“I guess thet there Gonzalo,” he remarked indignantly, “wer no sailor; an’ Mister Shakespeare must hev hed a durned pain in his stummick when he writ sich trash!”

Some hours afterwards, fortunately for Fritz’s feelings, the gale broke; when, the wind shifting round to the northward of west, the Pilot’s Bride was enabled to steer away from the South American coast and shape a straight course for Tristan d’Acunha.


Chapter Twenty.

Arrival at Tristan d’Acunha.

“This air prime, now ain’t it?” said the skipper to Fritz, as the ship, with her nose pointing almost south, was driving away before the north-west wind and making some ten knots an hour.

“Yes, she’s going along all right,” replied he; adding frankly, however, “I should like it all the better, though, if the vessel didn’t roll about so much.”

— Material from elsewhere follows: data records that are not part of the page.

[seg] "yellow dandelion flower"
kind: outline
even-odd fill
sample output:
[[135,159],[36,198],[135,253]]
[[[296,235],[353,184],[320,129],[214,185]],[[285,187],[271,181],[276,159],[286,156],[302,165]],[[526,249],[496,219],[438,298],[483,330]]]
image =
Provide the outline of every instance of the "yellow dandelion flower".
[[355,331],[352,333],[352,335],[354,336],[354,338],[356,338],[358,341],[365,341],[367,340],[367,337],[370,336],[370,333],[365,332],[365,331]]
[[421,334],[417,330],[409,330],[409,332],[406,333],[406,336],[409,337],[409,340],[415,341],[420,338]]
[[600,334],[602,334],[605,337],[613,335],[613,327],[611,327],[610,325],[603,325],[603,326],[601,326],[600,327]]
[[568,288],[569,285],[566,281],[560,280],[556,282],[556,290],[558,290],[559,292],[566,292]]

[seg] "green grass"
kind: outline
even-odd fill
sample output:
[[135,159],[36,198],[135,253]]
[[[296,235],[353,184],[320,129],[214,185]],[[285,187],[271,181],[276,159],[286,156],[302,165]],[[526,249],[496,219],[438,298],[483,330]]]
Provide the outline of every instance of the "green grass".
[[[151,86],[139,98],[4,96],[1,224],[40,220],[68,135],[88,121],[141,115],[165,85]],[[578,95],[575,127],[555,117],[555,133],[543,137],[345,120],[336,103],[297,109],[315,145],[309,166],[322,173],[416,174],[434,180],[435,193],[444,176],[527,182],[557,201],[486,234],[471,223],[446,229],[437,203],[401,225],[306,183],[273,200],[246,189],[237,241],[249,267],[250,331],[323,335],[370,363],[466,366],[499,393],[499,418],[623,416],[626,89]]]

“Roll?” exclaimed Captain Brown indignantly; “call this rolling? Why, Jee-rusalem, she only gives a kinder bit of a lurch now an’ ag’in! I thought you would hev got your sea-legs on by this time.”

Fritz could only bow to this statement, of course; but, all due deference to the skipper, nevertheless, the Pilot’s Bride did roll, and roll most unmercifully, too.